Build cuda_13.1.r13.1/compiler.36836380_0
You should see that nvidia-smi shows you can run a CUDA runtime up to CUDA 13.1 and the available CUDA runtime, shown by nvcc is CUDA 13.1; meaning that you can now run applications which require a CUDA version up to and including 13.1.

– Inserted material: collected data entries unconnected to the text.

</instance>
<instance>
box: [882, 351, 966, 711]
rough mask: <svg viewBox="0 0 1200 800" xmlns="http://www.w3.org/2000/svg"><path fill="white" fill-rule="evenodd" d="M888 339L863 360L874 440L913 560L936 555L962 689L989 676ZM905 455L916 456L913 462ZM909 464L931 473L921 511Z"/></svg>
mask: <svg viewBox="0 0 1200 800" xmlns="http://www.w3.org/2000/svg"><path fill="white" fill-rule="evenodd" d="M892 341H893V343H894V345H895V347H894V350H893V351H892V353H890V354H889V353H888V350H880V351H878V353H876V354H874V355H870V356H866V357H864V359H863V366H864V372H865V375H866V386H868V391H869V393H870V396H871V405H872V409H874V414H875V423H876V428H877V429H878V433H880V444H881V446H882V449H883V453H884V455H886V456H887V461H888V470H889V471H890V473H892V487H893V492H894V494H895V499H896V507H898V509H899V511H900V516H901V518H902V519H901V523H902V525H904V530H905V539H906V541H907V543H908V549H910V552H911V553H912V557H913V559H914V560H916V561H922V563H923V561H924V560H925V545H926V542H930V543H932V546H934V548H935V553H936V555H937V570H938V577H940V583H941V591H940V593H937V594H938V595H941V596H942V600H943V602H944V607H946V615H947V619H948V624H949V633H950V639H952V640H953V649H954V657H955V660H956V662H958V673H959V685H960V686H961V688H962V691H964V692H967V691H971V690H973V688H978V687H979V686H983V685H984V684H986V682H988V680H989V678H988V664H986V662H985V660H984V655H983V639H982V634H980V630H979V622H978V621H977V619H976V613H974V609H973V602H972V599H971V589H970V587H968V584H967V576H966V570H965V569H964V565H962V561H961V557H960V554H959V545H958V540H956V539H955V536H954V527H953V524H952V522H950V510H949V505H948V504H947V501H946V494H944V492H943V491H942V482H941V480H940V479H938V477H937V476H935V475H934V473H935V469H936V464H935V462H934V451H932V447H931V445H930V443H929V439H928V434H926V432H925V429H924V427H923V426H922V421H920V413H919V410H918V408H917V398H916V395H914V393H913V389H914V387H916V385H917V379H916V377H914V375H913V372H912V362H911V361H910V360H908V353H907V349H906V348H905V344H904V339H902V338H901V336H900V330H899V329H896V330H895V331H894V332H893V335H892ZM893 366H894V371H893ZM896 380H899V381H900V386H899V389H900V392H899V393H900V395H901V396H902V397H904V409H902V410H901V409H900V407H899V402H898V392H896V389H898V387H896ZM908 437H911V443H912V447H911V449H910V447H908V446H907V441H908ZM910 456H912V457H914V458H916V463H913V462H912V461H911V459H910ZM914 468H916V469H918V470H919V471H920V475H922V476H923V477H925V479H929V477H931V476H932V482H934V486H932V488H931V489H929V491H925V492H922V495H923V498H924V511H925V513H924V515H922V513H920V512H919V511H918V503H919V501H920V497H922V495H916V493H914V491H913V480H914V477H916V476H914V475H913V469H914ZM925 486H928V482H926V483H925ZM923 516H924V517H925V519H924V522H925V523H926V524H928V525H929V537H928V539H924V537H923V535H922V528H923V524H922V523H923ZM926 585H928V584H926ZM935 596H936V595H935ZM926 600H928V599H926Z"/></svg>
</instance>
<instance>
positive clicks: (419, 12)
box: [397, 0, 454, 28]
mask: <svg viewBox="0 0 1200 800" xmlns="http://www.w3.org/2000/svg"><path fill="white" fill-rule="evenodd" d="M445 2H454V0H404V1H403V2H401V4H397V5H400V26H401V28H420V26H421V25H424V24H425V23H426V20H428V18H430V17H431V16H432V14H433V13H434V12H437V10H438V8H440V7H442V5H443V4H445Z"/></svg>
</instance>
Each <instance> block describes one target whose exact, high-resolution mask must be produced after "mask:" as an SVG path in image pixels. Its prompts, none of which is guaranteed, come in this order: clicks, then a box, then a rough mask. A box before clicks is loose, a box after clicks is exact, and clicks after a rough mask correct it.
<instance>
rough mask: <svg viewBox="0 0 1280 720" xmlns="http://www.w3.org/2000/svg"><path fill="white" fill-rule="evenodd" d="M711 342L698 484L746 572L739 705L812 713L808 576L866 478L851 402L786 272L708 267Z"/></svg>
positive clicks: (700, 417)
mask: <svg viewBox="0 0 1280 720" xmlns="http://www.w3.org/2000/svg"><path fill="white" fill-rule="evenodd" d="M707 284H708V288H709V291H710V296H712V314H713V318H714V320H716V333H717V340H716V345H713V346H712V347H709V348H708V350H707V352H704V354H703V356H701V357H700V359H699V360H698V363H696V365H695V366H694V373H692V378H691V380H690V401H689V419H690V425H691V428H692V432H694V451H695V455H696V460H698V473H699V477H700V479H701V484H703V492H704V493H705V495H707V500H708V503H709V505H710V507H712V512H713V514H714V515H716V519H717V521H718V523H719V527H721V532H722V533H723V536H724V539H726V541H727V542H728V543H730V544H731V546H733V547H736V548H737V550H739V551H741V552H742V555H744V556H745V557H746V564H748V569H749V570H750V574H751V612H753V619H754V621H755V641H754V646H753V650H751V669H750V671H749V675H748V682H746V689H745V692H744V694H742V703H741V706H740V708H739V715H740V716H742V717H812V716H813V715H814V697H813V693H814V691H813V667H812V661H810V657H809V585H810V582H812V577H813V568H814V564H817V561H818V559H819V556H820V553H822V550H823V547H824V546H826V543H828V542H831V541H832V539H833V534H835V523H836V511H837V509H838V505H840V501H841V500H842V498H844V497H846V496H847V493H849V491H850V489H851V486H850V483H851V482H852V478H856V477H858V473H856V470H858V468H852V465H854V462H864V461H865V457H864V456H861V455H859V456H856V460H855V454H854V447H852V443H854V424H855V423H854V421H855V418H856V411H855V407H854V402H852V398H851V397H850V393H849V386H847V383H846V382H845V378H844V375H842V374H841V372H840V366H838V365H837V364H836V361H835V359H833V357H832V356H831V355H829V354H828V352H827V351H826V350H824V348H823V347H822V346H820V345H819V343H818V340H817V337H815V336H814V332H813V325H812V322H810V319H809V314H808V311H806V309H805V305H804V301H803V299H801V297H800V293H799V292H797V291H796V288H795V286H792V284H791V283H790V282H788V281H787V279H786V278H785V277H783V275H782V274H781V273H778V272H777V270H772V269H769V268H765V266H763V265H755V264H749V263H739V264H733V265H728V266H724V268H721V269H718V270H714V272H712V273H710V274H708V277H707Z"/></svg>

CUDA version mismatch or forward compatibility not active¶
If nvidia-smi still shows the native CUDA version (12.7) after setting up forward compatibility, the compat libraries are not on LD_LIBRARY_PATH before the system libcuda.so.
Verify the ordering with:
$ echo $LD_LIBRARY_PATH | tr ':' '\n' | grep -E 'compat|cuda'
The compat path (e.g. $NVHPC_ROOT/cuda/13.1/compat) must appear before any system CUDA library path.